Evaluation
Evaluation plays a critical role for our partners. Funders, program planners, and policy makers are always seeking rigorous and reliable evaluations to inform resource allocation, demonstrate accountability, and improve essential services. Over the past 15 years, we have responded to community requests for evaluation expertise and capacity building opportunities. Within the past 3 years, there has been an increased emphasis from our partners on the need for increased capacity in evaluation within their communities.
Active Projects
In response to conversations with our community partners, who expressed the desire to better understand and meaningfully use evaluations, the Evaluation Capacity Network (ECN) was formed in 2014. The ECN bridges community-university evaluation gaps, serving as a central space where students, researchers, government, and community organizations can share and access evaluation expertise, resources, educational opportunities, and networks. Community organizations have limited resources to meet the increasing demands for evaluation that informs funding decisions, improves essential services, and demonstrates accountability.

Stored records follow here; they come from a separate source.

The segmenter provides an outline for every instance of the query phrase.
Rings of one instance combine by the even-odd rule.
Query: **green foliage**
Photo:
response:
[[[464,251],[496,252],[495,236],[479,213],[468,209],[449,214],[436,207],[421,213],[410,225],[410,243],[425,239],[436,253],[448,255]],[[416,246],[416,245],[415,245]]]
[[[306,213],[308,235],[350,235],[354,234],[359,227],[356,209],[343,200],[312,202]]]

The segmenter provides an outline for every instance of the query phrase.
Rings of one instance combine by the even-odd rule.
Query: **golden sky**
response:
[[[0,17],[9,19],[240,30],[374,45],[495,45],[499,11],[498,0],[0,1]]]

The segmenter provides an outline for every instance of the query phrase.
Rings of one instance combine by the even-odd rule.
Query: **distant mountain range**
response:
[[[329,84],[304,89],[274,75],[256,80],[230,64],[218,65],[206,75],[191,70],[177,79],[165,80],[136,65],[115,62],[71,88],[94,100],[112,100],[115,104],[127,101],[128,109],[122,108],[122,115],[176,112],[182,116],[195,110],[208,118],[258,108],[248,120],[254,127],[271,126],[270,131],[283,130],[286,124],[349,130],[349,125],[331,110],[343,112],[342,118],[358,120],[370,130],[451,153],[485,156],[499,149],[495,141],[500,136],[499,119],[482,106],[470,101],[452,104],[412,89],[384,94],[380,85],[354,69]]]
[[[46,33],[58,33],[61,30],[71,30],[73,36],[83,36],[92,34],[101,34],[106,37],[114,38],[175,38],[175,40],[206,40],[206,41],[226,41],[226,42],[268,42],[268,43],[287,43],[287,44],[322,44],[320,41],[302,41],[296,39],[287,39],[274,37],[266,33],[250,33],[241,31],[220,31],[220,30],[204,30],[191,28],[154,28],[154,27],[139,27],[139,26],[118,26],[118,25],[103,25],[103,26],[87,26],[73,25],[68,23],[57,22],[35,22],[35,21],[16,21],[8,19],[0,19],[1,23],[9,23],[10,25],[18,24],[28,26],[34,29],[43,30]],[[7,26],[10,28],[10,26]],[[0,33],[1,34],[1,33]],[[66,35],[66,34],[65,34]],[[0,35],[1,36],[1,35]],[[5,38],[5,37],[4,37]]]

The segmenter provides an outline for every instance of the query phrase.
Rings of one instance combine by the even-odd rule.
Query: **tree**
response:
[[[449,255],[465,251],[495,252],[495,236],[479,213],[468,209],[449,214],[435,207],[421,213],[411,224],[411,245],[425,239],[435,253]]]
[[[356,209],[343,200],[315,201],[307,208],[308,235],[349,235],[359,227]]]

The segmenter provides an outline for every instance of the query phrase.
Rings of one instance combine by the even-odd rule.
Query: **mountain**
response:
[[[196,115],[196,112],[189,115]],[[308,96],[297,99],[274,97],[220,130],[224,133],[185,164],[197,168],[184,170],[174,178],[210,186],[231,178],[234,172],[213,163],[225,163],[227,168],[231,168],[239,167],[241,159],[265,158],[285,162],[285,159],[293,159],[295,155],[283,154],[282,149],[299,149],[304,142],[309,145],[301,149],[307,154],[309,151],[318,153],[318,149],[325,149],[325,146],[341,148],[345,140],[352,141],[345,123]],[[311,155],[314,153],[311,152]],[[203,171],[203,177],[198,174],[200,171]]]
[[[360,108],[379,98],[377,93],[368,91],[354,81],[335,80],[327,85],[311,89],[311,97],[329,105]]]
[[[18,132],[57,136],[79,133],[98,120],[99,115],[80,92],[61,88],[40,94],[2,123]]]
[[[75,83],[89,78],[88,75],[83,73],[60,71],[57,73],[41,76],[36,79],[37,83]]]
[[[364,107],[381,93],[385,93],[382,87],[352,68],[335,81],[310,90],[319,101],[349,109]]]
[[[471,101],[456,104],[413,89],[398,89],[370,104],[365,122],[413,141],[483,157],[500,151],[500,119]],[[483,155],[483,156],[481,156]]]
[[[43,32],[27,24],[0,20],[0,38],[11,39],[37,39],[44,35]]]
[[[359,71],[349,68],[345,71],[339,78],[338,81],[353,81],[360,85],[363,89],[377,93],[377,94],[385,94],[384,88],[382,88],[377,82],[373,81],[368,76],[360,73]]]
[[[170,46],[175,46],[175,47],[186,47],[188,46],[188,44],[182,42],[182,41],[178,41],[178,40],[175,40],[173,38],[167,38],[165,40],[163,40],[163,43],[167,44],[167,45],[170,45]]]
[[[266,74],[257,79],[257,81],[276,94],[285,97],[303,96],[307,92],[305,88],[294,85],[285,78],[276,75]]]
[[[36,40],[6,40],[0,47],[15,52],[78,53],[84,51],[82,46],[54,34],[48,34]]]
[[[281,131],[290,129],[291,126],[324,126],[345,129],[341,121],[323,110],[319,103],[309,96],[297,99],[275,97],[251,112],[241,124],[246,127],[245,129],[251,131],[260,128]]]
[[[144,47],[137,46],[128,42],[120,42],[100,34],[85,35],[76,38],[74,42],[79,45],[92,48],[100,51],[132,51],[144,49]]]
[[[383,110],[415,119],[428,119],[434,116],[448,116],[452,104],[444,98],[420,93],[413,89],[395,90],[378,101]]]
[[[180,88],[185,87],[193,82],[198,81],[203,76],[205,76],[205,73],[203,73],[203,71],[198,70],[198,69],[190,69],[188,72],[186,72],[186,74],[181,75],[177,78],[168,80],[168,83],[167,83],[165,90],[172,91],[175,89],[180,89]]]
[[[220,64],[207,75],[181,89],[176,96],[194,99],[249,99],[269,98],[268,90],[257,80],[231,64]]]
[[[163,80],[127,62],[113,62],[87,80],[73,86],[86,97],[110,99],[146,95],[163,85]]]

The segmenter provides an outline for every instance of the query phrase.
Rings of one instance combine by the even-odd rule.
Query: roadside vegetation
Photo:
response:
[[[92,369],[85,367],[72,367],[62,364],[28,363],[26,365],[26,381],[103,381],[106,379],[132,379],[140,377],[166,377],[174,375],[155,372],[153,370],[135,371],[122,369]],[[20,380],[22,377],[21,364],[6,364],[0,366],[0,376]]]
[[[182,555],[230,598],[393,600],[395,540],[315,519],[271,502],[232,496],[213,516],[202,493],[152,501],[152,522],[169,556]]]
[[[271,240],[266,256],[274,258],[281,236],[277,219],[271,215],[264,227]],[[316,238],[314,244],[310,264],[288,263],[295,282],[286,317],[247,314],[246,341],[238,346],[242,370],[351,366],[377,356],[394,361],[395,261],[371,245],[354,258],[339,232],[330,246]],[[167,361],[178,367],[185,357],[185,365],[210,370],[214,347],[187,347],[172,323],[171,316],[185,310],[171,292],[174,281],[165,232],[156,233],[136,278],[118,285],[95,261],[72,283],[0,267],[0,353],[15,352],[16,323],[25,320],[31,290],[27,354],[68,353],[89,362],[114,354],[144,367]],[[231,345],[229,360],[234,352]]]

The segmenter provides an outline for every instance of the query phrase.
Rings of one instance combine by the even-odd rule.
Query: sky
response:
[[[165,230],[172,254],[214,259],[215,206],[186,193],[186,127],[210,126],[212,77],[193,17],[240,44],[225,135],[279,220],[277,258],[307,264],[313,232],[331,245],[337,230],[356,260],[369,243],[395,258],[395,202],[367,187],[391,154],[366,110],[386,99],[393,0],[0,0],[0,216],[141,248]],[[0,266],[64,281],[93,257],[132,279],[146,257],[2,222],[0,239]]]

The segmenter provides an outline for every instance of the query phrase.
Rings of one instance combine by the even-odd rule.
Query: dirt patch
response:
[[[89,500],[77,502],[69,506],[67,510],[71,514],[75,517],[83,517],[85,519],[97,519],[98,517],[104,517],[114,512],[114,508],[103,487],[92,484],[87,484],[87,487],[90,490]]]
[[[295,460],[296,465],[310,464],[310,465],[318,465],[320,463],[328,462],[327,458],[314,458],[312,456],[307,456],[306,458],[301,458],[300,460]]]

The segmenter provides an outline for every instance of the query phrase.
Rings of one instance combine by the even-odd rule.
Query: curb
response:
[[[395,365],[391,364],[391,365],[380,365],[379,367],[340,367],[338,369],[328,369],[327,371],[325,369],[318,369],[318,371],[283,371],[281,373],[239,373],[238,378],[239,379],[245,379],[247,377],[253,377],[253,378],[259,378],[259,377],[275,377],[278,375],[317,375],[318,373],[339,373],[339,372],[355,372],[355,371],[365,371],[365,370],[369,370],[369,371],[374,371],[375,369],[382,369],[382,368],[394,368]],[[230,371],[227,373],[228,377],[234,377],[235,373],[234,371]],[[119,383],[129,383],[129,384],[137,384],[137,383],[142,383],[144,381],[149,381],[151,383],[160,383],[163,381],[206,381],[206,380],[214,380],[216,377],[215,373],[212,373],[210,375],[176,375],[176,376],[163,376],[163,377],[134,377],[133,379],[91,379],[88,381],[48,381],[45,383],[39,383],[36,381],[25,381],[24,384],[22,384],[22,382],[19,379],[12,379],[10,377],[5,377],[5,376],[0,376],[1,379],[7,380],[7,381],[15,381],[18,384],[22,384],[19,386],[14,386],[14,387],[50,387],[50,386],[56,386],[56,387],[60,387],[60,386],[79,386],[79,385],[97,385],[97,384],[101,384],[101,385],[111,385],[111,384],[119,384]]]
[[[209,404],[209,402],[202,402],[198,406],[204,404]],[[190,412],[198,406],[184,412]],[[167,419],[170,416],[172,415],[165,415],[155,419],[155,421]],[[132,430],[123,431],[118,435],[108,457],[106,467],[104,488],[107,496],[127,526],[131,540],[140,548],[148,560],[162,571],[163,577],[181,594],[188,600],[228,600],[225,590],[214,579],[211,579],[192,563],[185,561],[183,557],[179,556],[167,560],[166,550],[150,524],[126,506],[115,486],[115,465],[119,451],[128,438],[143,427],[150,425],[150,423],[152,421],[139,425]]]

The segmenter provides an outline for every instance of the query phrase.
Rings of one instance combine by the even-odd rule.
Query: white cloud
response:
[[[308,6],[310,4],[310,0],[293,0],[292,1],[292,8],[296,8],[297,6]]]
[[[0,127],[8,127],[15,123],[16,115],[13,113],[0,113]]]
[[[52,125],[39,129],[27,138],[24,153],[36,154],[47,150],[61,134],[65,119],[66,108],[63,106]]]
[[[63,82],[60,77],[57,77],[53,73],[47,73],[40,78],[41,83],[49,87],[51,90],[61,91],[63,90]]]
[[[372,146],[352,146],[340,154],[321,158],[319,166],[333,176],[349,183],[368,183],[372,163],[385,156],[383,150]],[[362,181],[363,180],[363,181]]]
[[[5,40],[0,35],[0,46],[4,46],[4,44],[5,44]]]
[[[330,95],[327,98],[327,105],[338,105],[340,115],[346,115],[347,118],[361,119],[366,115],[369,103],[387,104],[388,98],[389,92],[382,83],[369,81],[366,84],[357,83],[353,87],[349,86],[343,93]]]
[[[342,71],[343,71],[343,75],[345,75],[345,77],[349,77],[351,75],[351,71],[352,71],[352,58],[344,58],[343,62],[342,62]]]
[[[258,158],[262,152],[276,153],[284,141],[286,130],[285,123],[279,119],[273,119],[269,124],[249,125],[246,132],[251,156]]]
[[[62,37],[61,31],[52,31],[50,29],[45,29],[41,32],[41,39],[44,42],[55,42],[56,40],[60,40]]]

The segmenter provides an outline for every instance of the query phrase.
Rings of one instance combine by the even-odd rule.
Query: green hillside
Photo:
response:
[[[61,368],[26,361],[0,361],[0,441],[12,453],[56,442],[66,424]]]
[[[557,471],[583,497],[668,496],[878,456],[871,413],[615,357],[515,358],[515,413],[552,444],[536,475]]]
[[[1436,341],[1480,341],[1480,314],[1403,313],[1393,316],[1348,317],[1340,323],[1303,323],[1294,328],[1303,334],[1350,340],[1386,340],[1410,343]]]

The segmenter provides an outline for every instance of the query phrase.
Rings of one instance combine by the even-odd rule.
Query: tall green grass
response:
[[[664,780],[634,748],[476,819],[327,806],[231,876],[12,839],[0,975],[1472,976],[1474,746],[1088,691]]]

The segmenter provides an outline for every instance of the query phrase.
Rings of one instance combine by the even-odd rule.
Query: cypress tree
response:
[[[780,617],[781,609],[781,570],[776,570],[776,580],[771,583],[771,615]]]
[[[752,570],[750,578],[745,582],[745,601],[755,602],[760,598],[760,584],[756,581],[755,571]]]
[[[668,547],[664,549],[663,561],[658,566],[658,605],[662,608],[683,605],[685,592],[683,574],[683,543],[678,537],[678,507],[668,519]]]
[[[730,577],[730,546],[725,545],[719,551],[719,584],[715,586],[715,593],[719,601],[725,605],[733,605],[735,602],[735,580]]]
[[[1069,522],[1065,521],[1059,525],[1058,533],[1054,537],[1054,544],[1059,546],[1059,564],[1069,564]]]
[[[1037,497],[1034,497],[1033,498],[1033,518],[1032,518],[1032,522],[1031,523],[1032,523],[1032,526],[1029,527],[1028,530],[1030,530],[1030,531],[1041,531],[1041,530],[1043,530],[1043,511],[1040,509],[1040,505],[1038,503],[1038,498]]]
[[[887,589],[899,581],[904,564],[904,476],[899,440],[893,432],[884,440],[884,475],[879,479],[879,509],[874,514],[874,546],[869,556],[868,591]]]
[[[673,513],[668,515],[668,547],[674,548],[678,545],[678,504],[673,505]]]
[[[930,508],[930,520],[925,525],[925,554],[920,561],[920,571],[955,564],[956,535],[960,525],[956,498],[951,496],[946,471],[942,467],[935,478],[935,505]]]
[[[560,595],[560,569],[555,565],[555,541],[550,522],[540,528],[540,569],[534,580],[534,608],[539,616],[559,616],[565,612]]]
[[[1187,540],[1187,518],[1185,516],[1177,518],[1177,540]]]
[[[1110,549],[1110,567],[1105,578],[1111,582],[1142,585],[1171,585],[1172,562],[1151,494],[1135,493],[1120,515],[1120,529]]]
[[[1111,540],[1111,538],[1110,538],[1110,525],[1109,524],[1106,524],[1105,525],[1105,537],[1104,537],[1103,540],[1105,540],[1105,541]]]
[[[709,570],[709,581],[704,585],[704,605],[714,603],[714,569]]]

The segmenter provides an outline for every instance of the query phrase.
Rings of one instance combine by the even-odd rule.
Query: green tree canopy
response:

The ECN seeks to enhance evaluation capacity building opportunities; serve as an evaluation broker by developing and implementing evaluations; develop an interdisciplinary network of evaluation stakeholders; and increase cross-sector dialogue to bridge funder and agency perspectives on evaluation. The ECN's ultimate goal is to build evaluation capacity that informs practice, programs and policy.
CUP and the Faculty of Extension are supporting the evaluation plan for the AIFY initiative. The All in For Youth (AIFY) initiative is a school-based, collaborative model of services and programs for children, youth, and families that support the overall wellbeing of students to help them achieve success in their schooling. These collaborative and wraparound supports include student mentoring, mental health supports, family supports, nutrition support, school supports, and out of school care. AIFY is currently running in 5 inner-city schools in Edmonton spanning elementary to high school age children and will carry through this pilot until 2019.
Completed Projects
CUP, Terra Centre, and Brentwood Housing Society have come together to develop a model of supportive housing for teen families using an evaluative approach. In collaboration, Terra and Brentwood provide safe, secure and affordable housing and wraparound supports to teen parents and their children. Through evaluation, the partnership will learn about and improve the current model, while understanding the impacts of these supports on the children and parents.
An initiative to study and evaluate knowledge-mobilization practices and to build both university and community capacity for community-based research and knowledge sharing.
ECMERC was a resource centre created to assist clinicians, community program staff and managers, evaluators, funders, researchers, and policymakers to understand the purposes, uses, and limitations of early childhood measurement tools.
A study of practices and outcomes associated with mentoring children in elementary schools.